On the Frankish right, a mixed force of Seljuk cavalry and tribal infantry soon came to grips. Following a brief barrage of arrows, the tribal infantry advancing across the valley floor charged home. This put the Frankish right under extreme pressure; the Turcopoles giving way without much of a fight. Only the vigorous efforts of the doughty Frankish foot prevented complete collapse.
Then, on the tree covered slopes behind the flank, Italian screams of terror overcame the general din of battle. Through the trees came hundreds of ‘bronze’ chested men, bald headed and wearing huge black mustaches. The Italian sailors did not stand, they routed from the field yelling “Run for your lives! It’s the Village People!”
Meanwhile on the Frankish left the Turcomans began to harass the infantry there; but to little effect. In the centre the Seljuk cavalry hung back to await the outcome of the battle on the Frankish wings.
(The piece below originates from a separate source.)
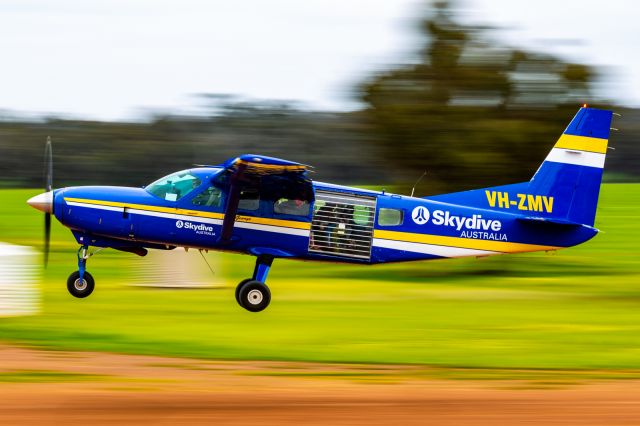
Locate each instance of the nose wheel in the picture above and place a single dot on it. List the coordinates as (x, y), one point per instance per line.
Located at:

Now the tide changed. The Franks began to launch attacks of their own. On the right, they did well, several Islamic contingents were sent running and their cavalry were forced to withdraw as the Frankish foot pressed their attack. The position here was stabilising.
On the Frankish left the pressure was increasing until, as is there nature and without orders, one of the Turcoman tribes (3 units) decided to settle the issue themselves by charging. One after another they were routed by infantry and knights.
The battle was now general along the whole front. The fights on the wings had disrupted the Frankish line to such a degree that it fell to the knights to restore the situation. The Seljuk responded with hails of arrows and counter charges by their heavy cavalry. After stiff resistance the knights, now effectively unsupported by their infantry, were swamped. The King of Jerusalem, after leading three charges, fell with what remained of his bodyguard. What was left of the Frankish knights withdrew from the field post haste, leaving their infantry to be butchered on the field.
In truth, the battle probably had another two turns in it. Neither side had reached zero morale chips. The Franks were certainly in a good position on their right and the infantry on the left were still capable of packing a significant punch. However, it was past 11pm and the table is required for a photo session on Sunday (for Piquet’s Cartouche 2 by Mark Dudley, who controlled the Seljuk left for most of evening, in between sessions rummaging through my bookshelves - 'sticks and stones' are not really his thing) so the figures needed to be cleared away. Below are two pics of the end of the battle as described above – even though this did not actually occur.
The rules, with last week's amendments, worked exceptionally well. I think, hell I know, that this will become one of my favourite war games. The abilities of the troops and general 'feel' of the period are fantastic!